When I first started doing this some 25 years ago, I focused mainly on winding up my own people: Latter-day Saints.
It was easy. I’ve been Mormon my entire life and understand well the various idiosyncrasies of my clan. There are five types of Mormons, I wrote, all with their own quirks. Quickly named, they are liberal, genuine, conservative, orthodox and Nazi Mormons.
Note: It’s possible to move from one category to the next, but it takes an enormous amount of time and effort. That’s because these categories are fundamentally based on personality traits. For example, many Nazi Mormons who slide away from the church become Nazi Ex-Mormons, every bit as rabid against the church as they were for it.
Here’s the thing: There basically are five kinds of every group. Take gun owners, for example. There are:
Liberal gun owners • This is someone who doesn’t particularly like guns but might have a BB gun or an old .22-caliber rifle.
Genuine gun owners • This person owns guns but treats them (and other people) with the respect they deserve.

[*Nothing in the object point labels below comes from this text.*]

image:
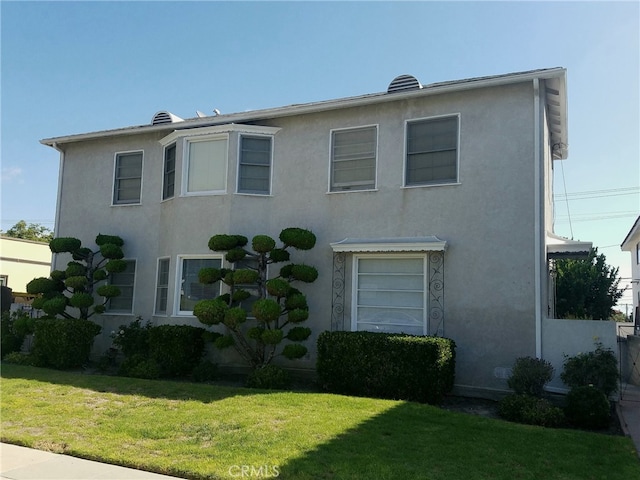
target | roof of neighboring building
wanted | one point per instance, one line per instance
(555, 101)
(626, 244)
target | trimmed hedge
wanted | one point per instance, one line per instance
(383, 365)
(63, 342)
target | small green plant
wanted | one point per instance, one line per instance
(15, 326)
(598, 368)
(63, 342)
(70, 293)
(588, 407)
(530, 410)
(269, 377)
(530, 375)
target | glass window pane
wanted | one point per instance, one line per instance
(191, 290)
(207, 166)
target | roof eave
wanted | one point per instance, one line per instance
(327, 105)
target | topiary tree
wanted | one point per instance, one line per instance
(259, 313)
(69, 293)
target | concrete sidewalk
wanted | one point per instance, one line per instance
(20, 463)
(629, 412)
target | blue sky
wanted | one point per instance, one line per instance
(75, 67)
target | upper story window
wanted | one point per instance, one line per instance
(206, 165)
(169, 175)
(353, 159)
(202, 155)
(127, 181)
(432, 151)
(124, 280)
(254, 166)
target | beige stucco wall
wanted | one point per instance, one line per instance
(487, 220)
(22, 261)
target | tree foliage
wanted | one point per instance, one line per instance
(69, 293)
(586, 289)
(259, 313)
(32, 231)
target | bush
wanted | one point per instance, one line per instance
(205, 371)
(530, 375)
(63, 343)
(14, 327)
(588, 407)
(386, 365)
(269, 377)
(530, 410)
(598, 368)
(20, 359)
(174, 349)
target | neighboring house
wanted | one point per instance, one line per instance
(21, 261)
(631, 244)
(432, 206)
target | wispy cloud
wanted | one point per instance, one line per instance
(11, 174)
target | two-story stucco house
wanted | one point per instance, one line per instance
(432, 206)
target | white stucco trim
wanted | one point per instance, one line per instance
(400, 244)
(561, 247)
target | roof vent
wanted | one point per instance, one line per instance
(402, 83)
(161, 118)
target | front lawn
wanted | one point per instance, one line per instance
(206, 431)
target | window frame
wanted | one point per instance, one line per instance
(178, 284)
(187, 160)
(165, 173)
(355, 187)
(115, 186)
(241, 136)
(422, 256)
(108, 310)
(164, 287)
(435, 183)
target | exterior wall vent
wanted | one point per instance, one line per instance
(163, 117)
(402, 83)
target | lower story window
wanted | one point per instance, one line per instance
(191, 290)
(124, 280)
(390, 293)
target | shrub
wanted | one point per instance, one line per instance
(13, 328)
(269, 377)
(20, 359)
(176, 348)
(588, 407)
(63, 342)
(530, 375)
(205, 371)
(530, 410)
(386, 365)
(598, 368)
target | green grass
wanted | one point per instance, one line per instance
(205, 431)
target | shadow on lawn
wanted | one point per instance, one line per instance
(407, 442)
(163, 388)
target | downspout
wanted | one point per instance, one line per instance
(537, 216)
(58, 196)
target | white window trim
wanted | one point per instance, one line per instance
(167, 311)
(178, 282)
(425, 284)
(175, 172)
(113, 178)
(375, 179)
(185, 164)
(260, 135)
(404, 156)
(133, 296)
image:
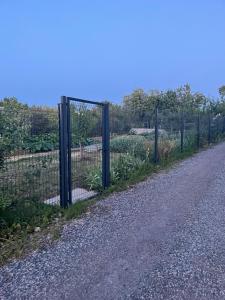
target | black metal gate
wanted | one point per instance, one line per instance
(65, 148)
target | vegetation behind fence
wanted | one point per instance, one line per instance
(144, 130)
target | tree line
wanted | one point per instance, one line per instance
(35, 128)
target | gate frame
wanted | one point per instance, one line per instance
(65, 147)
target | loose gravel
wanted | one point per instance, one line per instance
(162, 239)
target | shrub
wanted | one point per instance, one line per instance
(165, 147)
(42, 143)
(135, 145)
(124, 166)
(121, 169)
(5, 200)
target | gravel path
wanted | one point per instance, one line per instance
(162, 239)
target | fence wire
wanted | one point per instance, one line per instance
(29, 146)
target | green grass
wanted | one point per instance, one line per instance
(19, 221)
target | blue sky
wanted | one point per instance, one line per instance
(102, 50)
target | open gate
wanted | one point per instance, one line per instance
(72, 145)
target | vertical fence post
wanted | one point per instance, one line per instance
(156, 154)
(105, 147)
(63, 152)
(209, 128)
(182, 132)
(69, 142)
(198, 131)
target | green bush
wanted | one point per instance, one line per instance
(135, 145)
(5, 200)
(124, 166)
(42, 143)
(121, 169)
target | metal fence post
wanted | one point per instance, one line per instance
(182, 132)
(156, 154)
(63, 152)
(209, 128)
(69, 142)
(198, 131)
(105, 147)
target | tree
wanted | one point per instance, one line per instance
(14, 126)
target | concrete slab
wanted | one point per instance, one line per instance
(78, 194)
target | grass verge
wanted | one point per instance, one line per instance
(29, 225)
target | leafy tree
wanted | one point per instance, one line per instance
(14, 126)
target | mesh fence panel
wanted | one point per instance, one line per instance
(29, 154)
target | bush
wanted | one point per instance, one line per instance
(121, 169)
(135, 145)
(5, 200)
(42, 143)
(124, 166)
(166, 147)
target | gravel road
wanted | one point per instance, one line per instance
(161, 239)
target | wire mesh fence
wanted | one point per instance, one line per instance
(29, 154)
(29, 146)
(86, 149)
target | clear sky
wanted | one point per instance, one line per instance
(103, 49)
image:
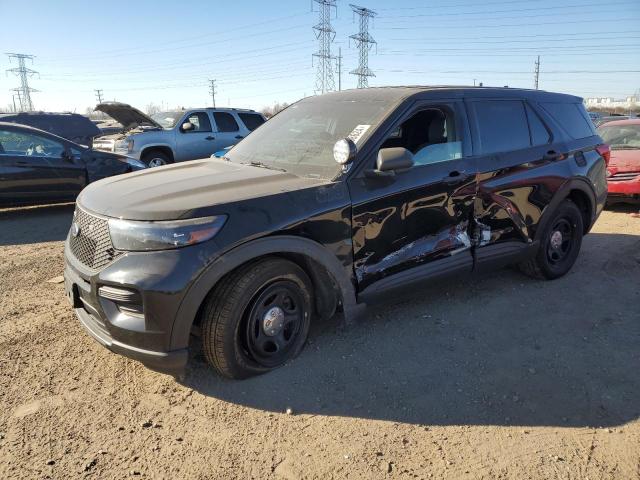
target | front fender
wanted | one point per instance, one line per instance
(244, 253)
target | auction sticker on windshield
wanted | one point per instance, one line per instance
(358, 132)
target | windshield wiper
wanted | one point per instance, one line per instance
(253, 163)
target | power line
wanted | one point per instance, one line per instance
(364, 42)
(325, 35)
(212, 91)
(24, 90)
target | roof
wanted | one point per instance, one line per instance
(399, 93)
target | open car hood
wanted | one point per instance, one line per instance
(126, 115)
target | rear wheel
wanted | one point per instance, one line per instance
(560, 244)
(156, 158)
(257, 319)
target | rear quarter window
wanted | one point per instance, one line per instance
(251, 120)
(572, 117)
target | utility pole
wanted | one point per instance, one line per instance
(24, 91)
(340, 69)
(364, 42)
(212, 91)
(325, 34)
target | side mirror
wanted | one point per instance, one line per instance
(392, 159)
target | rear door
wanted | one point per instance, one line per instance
(520, 169)
(198, 142)
(36, 167)
(407, 224)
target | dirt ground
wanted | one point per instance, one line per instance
(497, 376)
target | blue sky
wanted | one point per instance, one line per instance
(164, 52)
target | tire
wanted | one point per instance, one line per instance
(156, 158)
(257, 319)
(560, 244)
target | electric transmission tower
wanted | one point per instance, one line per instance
(364, 42)
(325, 34)
(212, 91)
(24, 91)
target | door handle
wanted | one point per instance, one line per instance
(553, 155)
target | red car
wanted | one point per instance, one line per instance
(623, 172)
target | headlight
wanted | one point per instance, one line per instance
(136, 236)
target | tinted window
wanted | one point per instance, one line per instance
(225, 122)
(539, 133)
(200, 122)
(29, 145)
(251, 120)
(502, 125)
(571, 118)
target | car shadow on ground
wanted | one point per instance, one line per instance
(28, 225)
(499, 349)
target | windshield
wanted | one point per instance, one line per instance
(167, 119)
(300, 139)
(620, 137)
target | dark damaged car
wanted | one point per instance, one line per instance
(39, 167)
(339, 201)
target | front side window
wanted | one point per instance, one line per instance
(200, 122)
(430, 135)
(300, 139)
(225, 122)
(502, 125)
(28, 145)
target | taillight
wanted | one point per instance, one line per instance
(605, 152)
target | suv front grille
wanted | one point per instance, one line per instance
(90, 242)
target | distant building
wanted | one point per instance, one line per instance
(609, 102)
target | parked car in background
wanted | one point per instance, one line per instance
(39, 167)
(339, 201)
(72, 126)
(623, 172)
(175, 136)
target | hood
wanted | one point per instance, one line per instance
(185, 190)
(624, 161)
(126, 115)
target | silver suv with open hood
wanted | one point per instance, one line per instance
(177, 135)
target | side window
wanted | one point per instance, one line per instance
(429, 134)
(28, 145)
(539, 133)
(502, 124)
(225, 122)
(571, 118)
(251, 120)
(200, 122)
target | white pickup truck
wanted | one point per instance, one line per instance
(176, 135)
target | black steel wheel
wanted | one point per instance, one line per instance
(560, 244)
(257, 318)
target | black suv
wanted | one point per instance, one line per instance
(333, 203)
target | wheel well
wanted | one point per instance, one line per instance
(166, 150)
(327, 295)
(583, 202)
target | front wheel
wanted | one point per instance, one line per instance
(560, 244)
(257, 319)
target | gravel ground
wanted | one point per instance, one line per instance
(497, 376)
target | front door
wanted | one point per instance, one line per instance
(35, 167)
(199, 142)
(419, 217)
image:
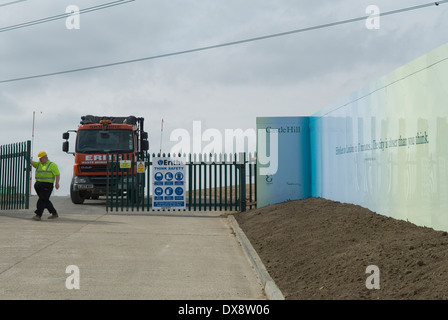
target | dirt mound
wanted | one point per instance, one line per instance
(320, 249)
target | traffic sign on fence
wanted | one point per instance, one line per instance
(168, 183)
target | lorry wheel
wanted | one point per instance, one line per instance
(76, 197)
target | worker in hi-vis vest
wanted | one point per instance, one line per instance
(47, 176)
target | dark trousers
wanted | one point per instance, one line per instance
(43, 190)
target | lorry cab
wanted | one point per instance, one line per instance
(99, 140)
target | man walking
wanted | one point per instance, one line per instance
(47, 173)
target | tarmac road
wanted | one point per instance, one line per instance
(89, 254)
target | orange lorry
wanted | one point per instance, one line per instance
(99, 139)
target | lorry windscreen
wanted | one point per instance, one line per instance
(99, 141)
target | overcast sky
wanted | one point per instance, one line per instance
(224, 88)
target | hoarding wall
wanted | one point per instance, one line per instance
(385, 147)
(284, 168)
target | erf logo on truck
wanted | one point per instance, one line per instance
(98, 138)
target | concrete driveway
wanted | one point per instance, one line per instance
(89, 254)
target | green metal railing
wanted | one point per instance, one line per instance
(15, 168)
(225, 182)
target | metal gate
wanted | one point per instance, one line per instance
(15, 169)
(224, 182)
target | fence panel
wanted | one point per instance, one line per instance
(15, 170)
(225, 182)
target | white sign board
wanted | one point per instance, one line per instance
(168, 176)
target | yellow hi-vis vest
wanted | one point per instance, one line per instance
(46, 172)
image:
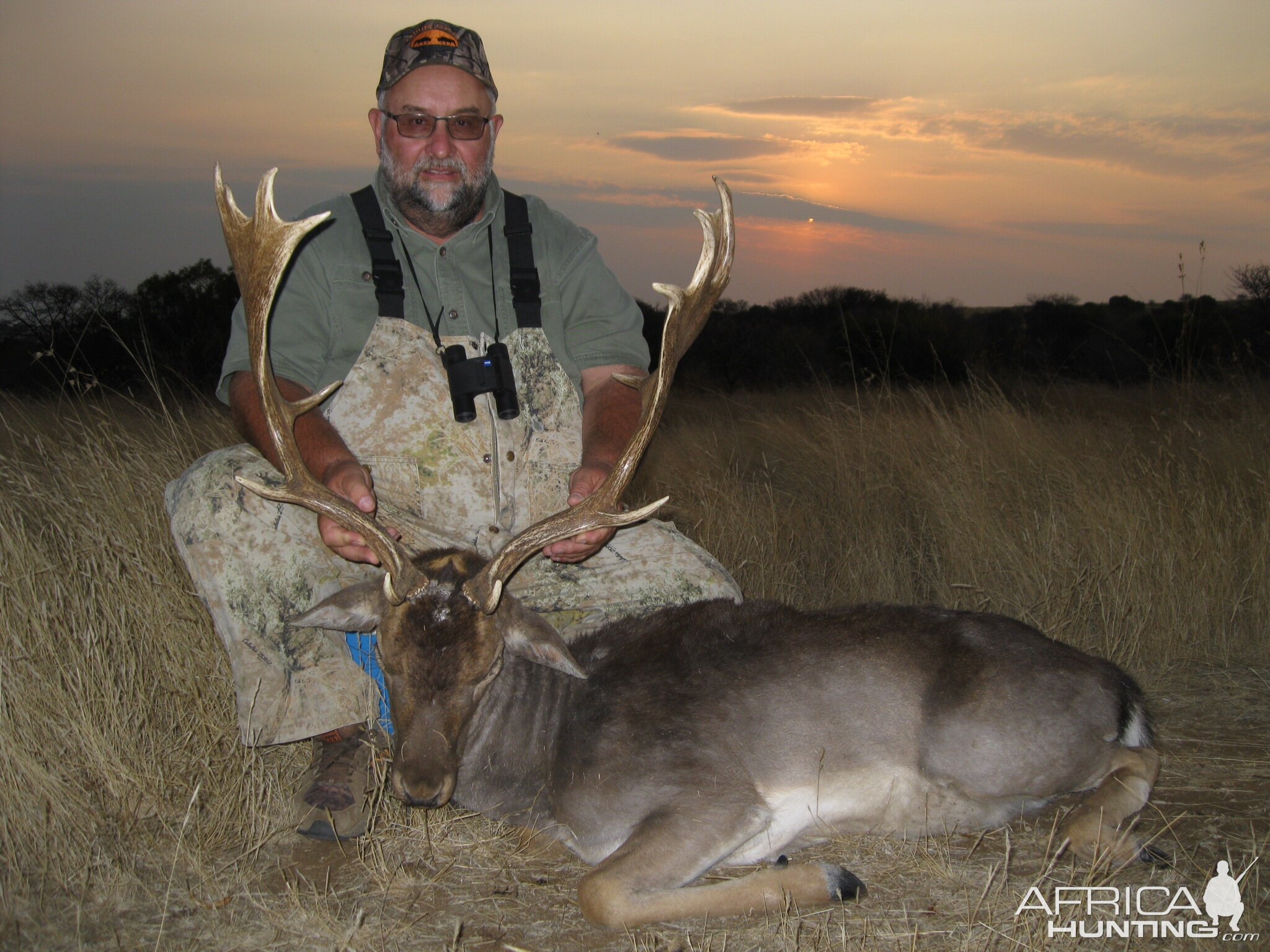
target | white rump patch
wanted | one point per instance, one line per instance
(1135, 734)
(882, 800)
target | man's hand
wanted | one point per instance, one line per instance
(353, 482)
(585, 482)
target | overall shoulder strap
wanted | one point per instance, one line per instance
(526, 287)
(385, 268)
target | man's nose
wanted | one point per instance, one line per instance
(440, 144)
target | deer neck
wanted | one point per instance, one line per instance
(511, 742)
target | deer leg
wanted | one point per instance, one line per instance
(1091, 828)
(644, 880)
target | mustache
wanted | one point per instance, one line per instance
(429, 164)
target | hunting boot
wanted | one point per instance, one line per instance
(333, 803)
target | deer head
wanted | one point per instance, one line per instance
(442, 620)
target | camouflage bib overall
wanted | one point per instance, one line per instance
(441, 483)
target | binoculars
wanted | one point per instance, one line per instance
(471, 376)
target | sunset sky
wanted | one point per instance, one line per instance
(981, 150)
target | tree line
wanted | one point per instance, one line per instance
(172, 330)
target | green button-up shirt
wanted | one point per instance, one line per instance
(326, 306)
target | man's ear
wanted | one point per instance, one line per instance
(356, 609)
(527, 635)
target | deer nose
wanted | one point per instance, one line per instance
(424, 792)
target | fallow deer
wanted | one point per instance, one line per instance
(710, 734)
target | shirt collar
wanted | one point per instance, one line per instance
(489, 213)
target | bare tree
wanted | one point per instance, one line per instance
(1251, 281)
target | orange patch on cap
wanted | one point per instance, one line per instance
(433, 37)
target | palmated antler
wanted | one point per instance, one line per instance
(259, 249)
(685, 318)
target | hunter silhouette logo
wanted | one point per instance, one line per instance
(1153, 912)
(1222, 895)
(433, 37)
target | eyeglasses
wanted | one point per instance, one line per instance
(420, 125)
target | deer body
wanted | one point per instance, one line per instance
(719, 734)
(873, 719)
(713, 733)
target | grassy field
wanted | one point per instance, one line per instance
(1132, 523)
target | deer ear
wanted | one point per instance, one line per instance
(356, 609)
(527, 635)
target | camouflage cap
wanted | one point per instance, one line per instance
(435, 43)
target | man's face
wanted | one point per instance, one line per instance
(438, 182)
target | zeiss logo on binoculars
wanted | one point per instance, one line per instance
(1145, 912)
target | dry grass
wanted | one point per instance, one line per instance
(1132, 523)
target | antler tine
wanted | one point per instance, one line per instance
(259, 249)
(687, 312)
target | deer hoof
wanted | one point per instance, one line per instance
(843, 884)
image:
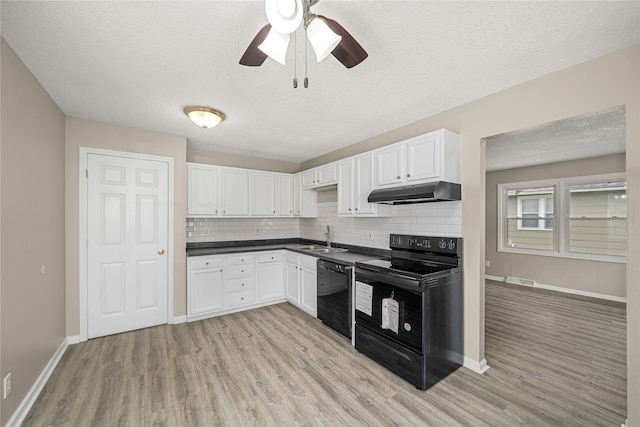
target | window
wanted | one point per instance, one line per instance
(582, 217)
(530, 217)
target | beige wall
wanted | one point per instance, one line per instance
(239, 161)
(33, 229)
(609, 81)
(599, 277)
(86, 133)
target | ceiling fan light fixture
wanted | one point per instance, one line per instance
(322, 38)
(205, 117)
(275, 45)
(284, 15)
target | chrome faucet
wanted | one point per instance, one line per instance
(327, 236)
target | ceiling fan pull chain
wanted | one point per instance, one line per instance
(306, 79)
(295, 60)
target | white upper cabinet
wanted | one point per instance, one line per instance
(284, 195)
(356, 177)
(308, 178)
(203, 190)
(263, 196)
(345, 187)
(390, 162)
(219, 191)
(430, 157)
(321, 176)
(327, 175)
(235, 192)
(305, 202)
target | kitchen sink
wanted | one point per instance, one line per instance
(328, 250)
(322, 249)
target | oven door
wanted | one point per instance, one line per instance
(375, 311)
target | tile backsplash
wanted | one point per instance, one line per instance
(440, 219)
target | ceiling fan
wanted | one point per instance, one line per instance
(325, 35)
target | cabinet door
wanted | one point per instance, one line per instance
(345, 187)
(205, 290)
(292, 281)
(271, 280)
(202, 191)
(235, 192)
(390, 165)
(309, 297)
(326, 174)
(284, 195)
(309, 178)
(423, 157)
(305, 202)
(363, 184)
(263, 194)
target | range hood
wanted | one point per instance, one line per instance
(440, 191)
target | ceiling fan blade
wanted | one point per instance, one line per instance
(254, 57)
(348, 52)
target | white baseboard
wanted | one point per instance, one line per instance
(179, 319)
(560, 289)
(73, 340)
(479, 367)
(25, 406)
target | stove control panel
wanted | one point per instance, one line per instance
(450, 245)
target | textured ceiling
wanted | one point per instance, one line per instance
(592, 135)
(138, 63)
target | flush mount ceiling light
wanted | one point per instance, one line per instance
(204, 117)
(325, 35)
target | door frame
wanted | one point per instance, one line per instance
(82, 243)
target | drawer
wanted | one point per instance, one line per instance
(308, 262)
(240, 298)
(240, 259)
(205, 262)
(271, 257)
(239, 271)
(239, 285)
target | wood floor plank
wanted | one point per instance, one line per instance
(555, 360)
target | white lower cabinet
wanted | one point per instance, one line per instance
(239, 280)
(204, 285)
(271, 276)
(301, 282)
(221, 284)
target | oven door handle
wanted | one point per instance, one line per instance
(388, 277)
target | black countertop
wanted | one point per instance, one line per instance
(354, 253)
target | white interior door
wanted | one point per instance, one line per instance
(127, 238)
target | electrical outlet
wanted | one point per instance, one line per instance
(7, 385)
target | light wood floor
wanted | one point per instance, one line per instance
(554, 360)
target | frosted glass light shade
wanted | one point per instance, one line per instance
(275, 45)
(204, 117)
(322, 38)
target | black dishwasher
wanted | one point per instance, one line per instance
(334, 296)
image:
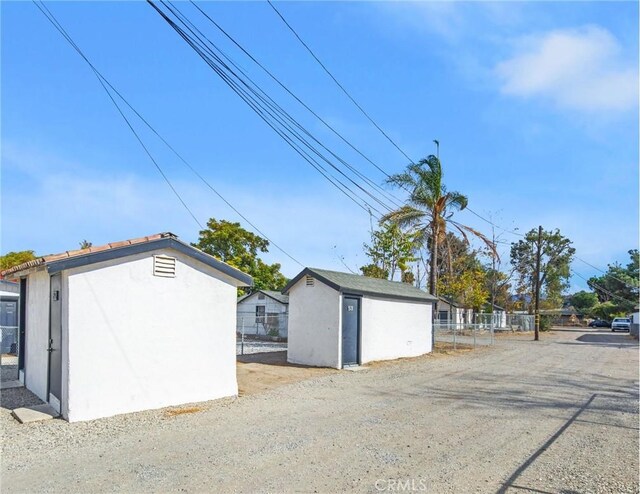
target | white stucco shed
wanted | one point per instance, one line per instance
(129, 326)
(340, 319)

Conservative gun owners • This is the typical Utahn with guns for all types of hunting and plinking, and likes the idea of owning guns to provide for (and protect) loved ones.
Orthodox gun owners • This person is really into military-style weapons for hunting and home protection, defense against tyranny, and Russian paratroopers. The Second Amendment, this gun owner believes, should be considered Scripture.
Nazi gun owner • This person owns in excess of 50 guns, half of which are illegal, and dreams of possessing an M61 Vulcan rotary (Gatling) 20 mm cannon, capable of firing 6,000 rounds a minute, which of course would be used only for duck and rabbit hunting.
These categories of belief extend to hobbies, politics and virtually anything else humans can form opinions about — drugs, abortion, taxes, football, music, marriage, pornography. Essentially, any topic that begins with a difference of opinion and ends in a fistfight.
It’s not bad to belong to a group that attracts controversy. It is bad if your support extends to endorsing the people who give it a bad name. Abortion comes to mind. Proclaiming abortion is terrible is OK, but bombing an abortion clinic isn’t.
People will always disagree. I like to think that’s what makes being human so interesting. Viewed in the right light, these disagreements can be regarded as great learning experiences.
Fundamentally, what we believe isn’t nearly as important as how we choose to believe it.